Blog do Sonho Eterno

Archive for the ‘Dicas de Passeios’ Category

Praça da Fonte Varginha/MG

Geralmente cidadezinhas de interior não tem tantas opções de entretenimento como em grandes cidades, no entanto, uma das minhas atividades preteridas quando viajo pelo interior de nosso país é namorar em pracinhas. Vocês já repararam como as praças nessas cidadezinhas são cheias de adolescentes e mais aos cantinhos de casal de namoradinhos? Aqui em São Paulo não temos esse privilégio de poder ficar a toa em praças publicas, principalmente de noite, no interior, onde as ruas são mais sossegada isso é possível. É uma delicia dar uma voltinha de mão dada com o nosso amor nesses locais. Observar o movimento, a lua (já repararam como os apaixonados amam falar de lua?), tomar sorvete e dar beijinhos gelados.

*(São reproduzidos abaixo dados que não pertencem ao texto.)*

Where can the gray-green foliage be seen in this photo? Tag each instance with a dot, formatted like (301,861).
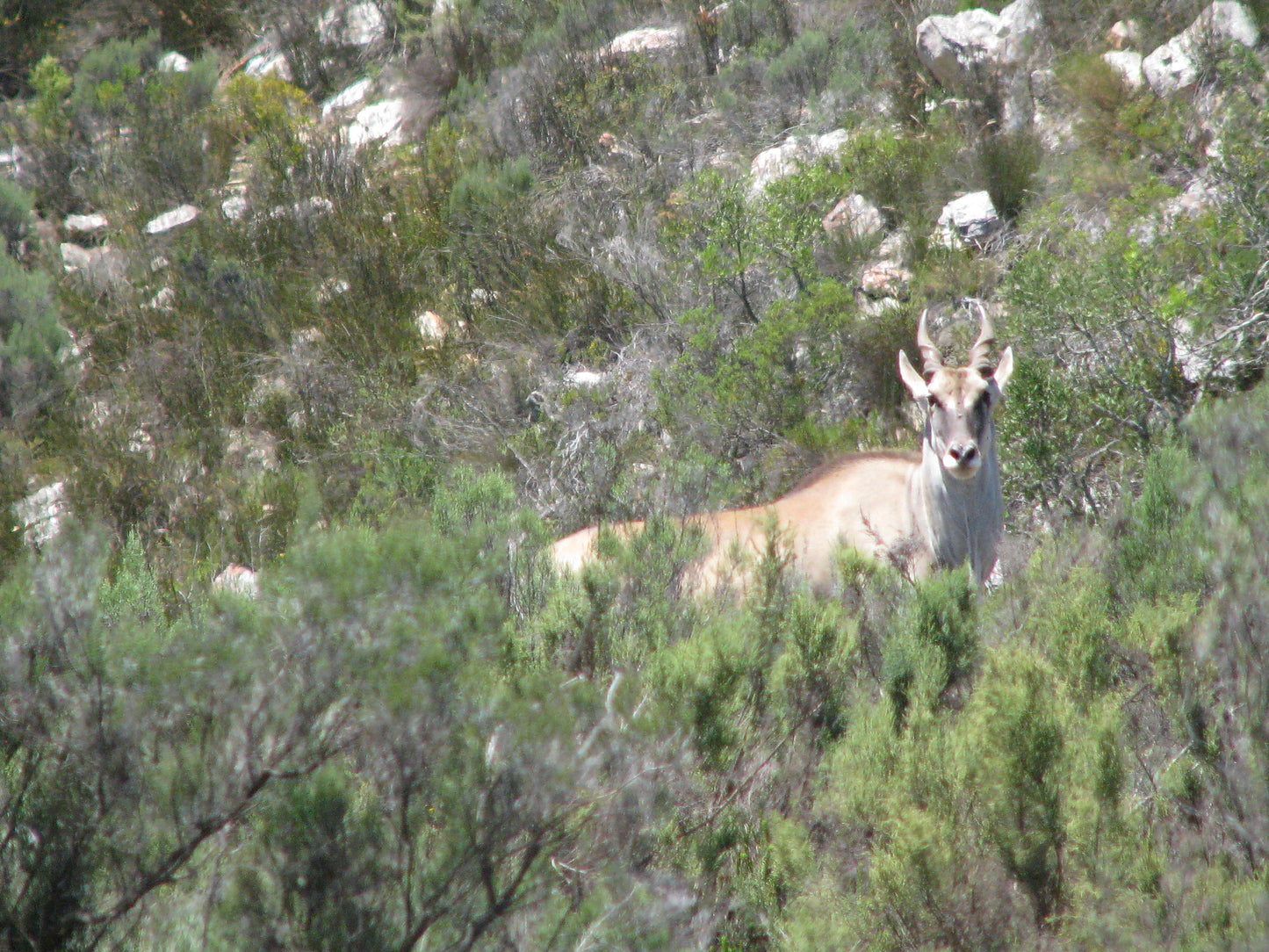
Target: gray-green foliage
(32,341)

Eu simplesmente amo, quando bater o tédio naqueles dias calorentos de verão, experimente!

 

 

Fazia um tempão que queria levar o Juninho, meu namorado mineiro, para fazer um dos passeios mais paulistanos que tem, um piquenique no parque. A priori almejava levá-lo ao Jardim Botânico de São Paulo, mas os outros convidados (mãe, pai, Lais e Fernanda) acharam melhor irmos a um local mais próximo de casa, então fomos ao Parque Vila Lobos mesmo.

Levei toda a minha tralha. Minha toalha xadrezinha nova, copos e pratos de metal, são mais práticos para carregar, como não quebram não exigem um embalar de uma forma especial. Fiz torta de pão de forma lacto-vegetariana, que geralmente é um sucesso e realmente todo mundo elogiou, meus tradicionais pãezinhos de queijo sem ovos, bolo Nega Maluca também sem ovos e bolacha goiabinha sem ovos. Afinal de contas, a gente que é criativo consegue comer praticamente de tudo sem causar sofrimento animal. A Fernanda levou brigadeiros caseiros, que são muito mais gostosos. Minha mãe é do tipo “vamos comprar alguma coisa e levar”, mas a comida feita pela gente é muito mais gostosa por causa do amor. Eu acredito completamente na energia que transmitimos para nossos alimentos. A Lais levou as bebidinhas.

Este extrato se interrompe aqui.